Ironically, this accessibility is one of the reasons that COBOL was denigrated. It is not simply that the language is old; so are many infrastructural programming languages. Take the C programming language: it was created in 1972, but as one of the current COBOL programmers I interviewed pointed out, nobody makes fun of it or calls it an “old dead language” the way people do with COBOL. Many interviewees noted that knowing COBOL is in fact a useful present-day skill that’s still taught in many community college computer science courses in the US, and many colleges around the world.
But despite this, there’s a cottage industry devoted to making fun of COBOL precisely for its strengths. COBOL’s qualities of being relatively self-documenting, having a short onboarding period (though a long path to becoming an expert), and having been originally designed by committee for big, unglamorous, infrastructural business systems all count against it. So does the fact that it did not come out of a research-oriented context, like languages such as C, ALGOL, or FORTRAN.

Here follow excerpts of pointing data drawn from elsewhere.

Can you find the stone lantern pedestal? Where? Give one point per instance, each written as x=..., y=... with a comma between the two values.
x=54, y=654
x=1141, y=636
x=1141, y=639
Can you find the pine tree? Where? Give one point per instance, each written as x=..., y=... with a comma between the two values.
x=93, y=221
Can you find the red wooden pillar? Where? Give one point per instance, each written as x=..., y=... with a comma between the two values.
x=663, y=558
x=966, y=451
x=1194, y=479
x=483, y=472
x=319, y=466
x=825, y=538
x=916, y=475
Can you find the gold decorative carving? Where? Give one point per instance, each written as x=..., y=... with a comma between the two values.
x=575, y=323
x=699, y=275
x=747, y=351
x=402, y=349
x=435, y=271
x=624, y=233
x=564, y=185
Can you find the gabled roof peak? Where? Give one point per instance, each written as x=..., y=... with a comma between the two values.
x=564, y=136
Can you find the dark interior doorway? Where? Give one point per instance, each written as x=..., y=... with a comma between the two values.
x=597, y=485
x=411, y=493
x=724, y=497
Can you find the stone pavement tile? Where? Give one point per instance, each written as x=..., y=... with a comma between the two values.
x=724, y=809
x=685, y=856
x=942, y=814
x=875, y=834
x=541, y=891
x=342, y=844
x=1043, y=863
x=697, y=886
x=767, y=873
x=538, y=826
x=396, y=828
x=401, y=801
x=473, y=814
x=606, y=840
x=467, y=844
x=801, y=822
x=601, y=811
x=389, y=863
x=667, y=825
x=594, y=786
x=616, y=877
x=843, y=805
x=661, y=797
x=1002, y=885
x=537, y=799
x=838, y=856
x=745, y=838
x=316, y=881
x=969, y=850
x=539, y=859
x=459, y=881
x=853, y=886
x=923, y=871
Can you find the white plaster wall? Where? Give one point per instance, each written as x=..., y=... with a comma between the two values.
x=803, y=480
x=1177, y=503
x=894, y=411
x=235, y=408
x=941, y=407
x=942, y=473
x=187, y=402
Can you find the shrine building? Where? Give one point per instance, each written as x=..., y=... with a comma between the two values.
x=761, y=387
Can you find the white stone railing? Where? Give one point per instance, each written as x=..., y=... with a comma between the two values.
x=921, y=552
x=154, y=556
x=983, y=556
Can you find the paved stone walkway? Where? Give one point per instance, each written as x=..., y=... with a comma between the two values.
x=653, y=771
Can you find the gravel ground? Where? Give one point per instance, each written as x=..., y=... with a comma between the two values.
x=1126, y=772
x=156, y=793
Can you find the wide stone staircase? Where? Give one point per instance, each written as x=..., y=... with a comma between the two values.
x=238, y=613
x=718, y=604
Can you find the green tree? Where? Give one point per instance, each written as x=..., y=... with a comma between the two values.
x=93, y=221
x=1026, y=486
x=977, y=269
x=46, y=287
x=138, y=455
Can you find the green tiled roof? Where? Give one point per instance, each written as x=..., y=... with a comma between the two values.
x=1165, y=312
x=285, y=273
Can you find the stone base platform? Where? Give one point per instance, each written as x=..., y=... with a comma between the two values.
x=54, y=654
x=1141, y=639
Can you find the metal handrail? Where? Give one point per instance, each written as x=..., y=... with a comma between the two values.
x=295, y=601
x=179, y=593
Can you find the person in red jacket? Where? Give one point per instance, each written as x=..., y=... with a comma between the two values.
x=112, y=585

In a broader sense, hating COBOL was—and is—part of a struggle between consolidating and protecting computer programmers’ professional prestige on the one hand, and making programming less opaque and more accessible on the other. There’s an old joke among programmers: “If it was hard to write, it should be hard to read.” In other words, if your code is easy to understand, maybe you and your skills aren’t all that unique or valuable. If management thinks the tools you use and the code you write could be easily learned by anyone, you are eminently replaceable.